In summer 2014, an unusually large toxic algae bloom in Lake Erie threatened drinking water for parts of Ohio, Michigan and southern Ontario.
Those kinds of algae blooms won’t be so unusual as the 21st century continues, according to a new study from Ohio State University.
According to the study, climate change could end up causing more algae blooms in the next 100 years. In Lake Erie, the number of severe blooms could double.
“Our assessment of climate in the region reveals less winter snow, more heavy spring rains and hotter summers,” said Noel Aloysius, one of the study’s authors. “Those are perfect growing conditions for algae.”
The researchers combined climate change models and a model predicting the severity of algae blooms in the watershed to come up with the study.
While Lake Erie is one of the smaller lakes in the Great Lakes system, the impact that such blooms could have on the Midwest could be fairly large.
The lake contains 50 percent of the fish in the Great Lakes, supporting a $1.7 billion tourism industry based on fishing, according to the study. Eleven million people depend on the lake for drinking water and its watershed supplies water to corn, soybean and wheat farms covering 75 percent of the 6,600-square-mile Maumee Watershed, the study reports.

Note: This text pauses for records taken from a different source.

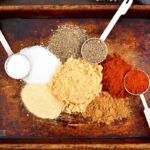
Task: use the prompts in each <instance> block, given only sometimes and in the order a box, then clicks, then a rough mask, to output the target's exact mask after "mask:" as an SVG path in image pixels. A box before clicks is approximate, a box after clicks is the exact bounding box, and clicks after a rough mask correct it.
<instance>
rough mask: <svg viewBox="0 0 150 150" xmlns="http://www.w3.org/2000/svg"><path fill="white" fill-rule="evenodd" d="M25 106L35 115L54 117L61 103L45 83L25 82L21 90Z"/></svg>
mask: <svg viewBox="0 0 150 150" xmlns="http://www.w3.org/2000/svg"><path fill="white" fill-rule="evenodd" d="M21 97H22V101H23V103H24V105H25V107H26V108H27V109H28V110H29V111H30V112H31V113H32V114H34V115H36V116H37V117H40V118H43V119H55V118H57V117H58V116H59V114H60V113H61V110H62V104H61V103H60V102H59V101H58V100H57V99H56V98H55V97H54V96H53V95H52V94H51V93H50V91H49V89H48V86H47V85H46V84H27V85H26V86H25V87H24V88H23V90H22V92H21Z"/></svg>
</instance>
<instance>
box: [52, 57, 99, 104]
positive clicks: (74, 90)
mask: <svg viewBox="0 0 150 150" xmlns="http://www.w3.org/2000/svg"><path fill="white" fill-rule="evenodd" d="M101 72H102V66H101V65H91V64H89V63H87V62H86V61H85V60H83V59H74V58H69V59H68V60H67V62H65V63H64V64H62V65H61V66H60V67H59V68H58V70H57V72H56V74H55V75H54V76H53V78H52V81H51V82H50V83H49V87H50V90H51V92H52V93H53V94H54V95H55V96H56V97H57V98H58V99H59V100H60V101H64V102H65V103H66V104H68V103H73V104H75V105H77V104H82V103H87V102H89V101H92V100H93V99H94V98H95V96H97V95H99V93H100V92H101V90H102V84H101V82H102V73H101Z"/></svg>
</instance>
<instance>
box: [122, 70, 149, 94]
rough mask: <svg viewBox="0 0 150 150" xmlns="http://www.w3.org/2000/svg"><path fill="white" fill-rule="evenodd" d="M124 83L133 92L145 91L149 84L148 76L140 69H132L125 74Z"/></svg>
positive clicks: (129, 89)
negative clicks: (132, 69)
mask: <svg viewBox="0 0 150 150" xmlns="http://www.w3.org/2000/svg"><path fill="white" fill-rule="evenodd" d="M124 84H125V87H126V89H127V90H128V91H129V92H131V93H133V94H141V93H143V92H145V91H146V90H147V88H148V86H149V78H148V76H147V75H146V74H145V73H144V72H142V71H139V70H132V71H130V72H128V73H127V75H126V76H125V80H124Z"/></svg>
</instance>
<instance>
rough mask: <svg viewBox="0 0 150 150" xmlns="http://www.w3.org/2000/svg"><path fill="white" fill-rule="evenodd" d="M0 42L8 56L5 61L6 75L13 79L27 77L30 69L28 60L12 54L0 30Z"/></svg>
mask: <svg viewBox="0 0 150 150" xmlns="http://www.w3.org/2000/svg"><path fill="white" fill-rule="evenodd" d="M0 42H1V44H2V45H3V47H4V50H5V52H6V53H7V55H8V58H7V59H6V61H5V71H6V73H7V75H8V76H10V77H11V78H13V79H22V78H24V77H25V76H27V75H28V74H29V72H30V69H31V64H30V62H29V60H28V58H27V57H26V56H24V55H22V54H20V53H16V54H14V53H13V51H12V50H11V48H10V46H9V44H8V42H7V41H6V39H5V37H4V35H3V33H2V31H1V30H0Z"/></svg>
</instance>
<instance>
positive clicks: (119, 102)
mask: <svg viewBox="0 0 150 150" xmlns="http://www.w3.org/2000/svg"><path fill="white" fill-rule="evenodd" d="M130 113H131V109H130V107H129V99H114V98H112V97H111V95H110V94H109V93H107V92H102V93H100V95H99V96H98V97H96V98H95V99H94V100H93V101H92V102H91V103H90V104H89V105H88V106H87V109H86V111H85V113H83V116H84V117H85V118H91V119H92V121H93V122H98V123H100V122H101V123H105V124H111V123H112V122H114V121H115V120H122V119H123V118H128V117H129V116H130Z"/></svg>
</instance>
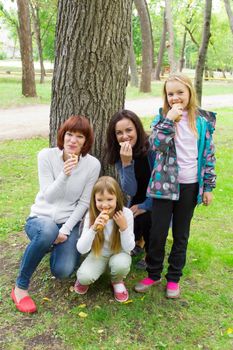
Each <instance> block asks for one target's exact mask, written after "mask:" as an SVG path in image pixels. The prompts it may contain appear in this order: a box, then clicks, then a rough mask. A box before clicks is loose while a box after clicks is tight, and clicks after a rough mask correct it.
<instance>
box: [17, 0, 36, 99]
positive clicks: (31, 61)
mask: <svg viewBox="0 0 233 350" xmlns="http://www.w3.org/2000/svg"><path fill="white" fill-rule="evenodd" d="M17 5H18V17H19V42H20V53H21V60H22V94H23V95H24V96H26V97H36V84H35V72H34V64H33V54H32V34H31V25H30V13H29V4H28V0H17Z"/></svg>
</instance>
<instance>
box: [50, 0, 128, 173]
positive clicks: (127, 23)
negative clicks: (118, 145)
mask: <svg viewBox="0 0 233 350" xmlns="http://www.w3.org/2000/svg"><path fill="white" fill-rule="evenodd" d="M131 14H132V1H131V0H127V1H126V0H116V1H113V0H96V1H92V0H87V1H69V2H67V1H65V0H60V1H59V2H58V18H57V29H56V52H55V64H54V75H53V81H52V102H51V112H50V144H51V145H52V146H54V145H55V144H56V133H57V129H58V127H59V125H60V124H61V123H62V122H63V121H64V120H66V119H67V118H68V117H69V116H70V115H73V114H82V115H85V116H87V117H89V118H90V120H91V121H92V123H93V126H94V129H95V145H94V149H93V153H94V154H95V155H96V156H97V157H98V158H99V159H103V151H104V150H103V146H104V140H105V132H106V129H107V125H108V123H109V119H110V118H111V116H112V115H113V114H114V113H115V112H116V111H117V110H119V109H120V108H123V107H124V101H125V90H126V86H127V83H128V67H129V51H130V42H131V40H130V38H131V35H130V34H131ZM107 171H110V170H109V168H108V167H107V166H106V165H104V166H103V172H104V173H106V172H107Z"/></svg>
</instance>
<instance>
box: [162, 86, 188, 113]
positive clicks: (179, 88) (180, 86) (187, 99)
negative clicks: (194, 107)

In 2012, Ohio, Michigan and Ontario agreed to reduce the amount of phosphorous that could run off into Lake Erie by 40 percent by 2022. However, the researchers worry that might not be enough.
According to the study, climate change will act as an accelerator to help algae grow even without the phosphorous included in nutrient runoff. Even if nutrients are reduced, the effects of climate change could mean that fewer nutrients would be needed to cause a severe bloom.
“Right now, we can only make recommendations based on the past, but the climate is not a constant,” said Jay Martin, professor of ecological engineering at Ohio State University. “We need to look to climate models of the future to protect water quality in Lake Erie and around the world. Maybe 40 percent is not enough of a reduction.”
The ultimate goal is to find a way to reduce nutrient runoff without hurting farming production, according to the study.
Aloysius points out that there needs to be a solution that involves using less fertilizer because running tractors longer to apply fertilizer would increase fossil fuel use.
“Farmers need to be very efficient to make a living,” he said.
In addition to Lake Erie, the researchers believe the study could end up being a guide to show how hundreds of other coastal areas around the world that are affected by toxic algae will handle climate change.
Hans Paerl, a researcher at the Institute of Marine Sciences as the University of North Carolina at Chapel Hill, provided the Ohio State researchers similar models for the rest of the U.S. and China. Paerl’s contribution showed that lakes in China are susceptible to algae blooms due to the growth in urbanization and agriculture in that country.
He said many lakes around the world have already been saturated with so many nutrients that reducing runoff isn’t enough. New technologies and strategies need to be used to reduce the nutrients already in lakes, such as enhanced freshwater flushing of lakes and rivers affected by heavy nutrient content.
Still, reducing nutrients should be a part of the future, he said.
“It should be noted that no matter what types of physical or chemical treatments we use to mitigate blooms, they should be accompanied by nutrient input reductions,” he said.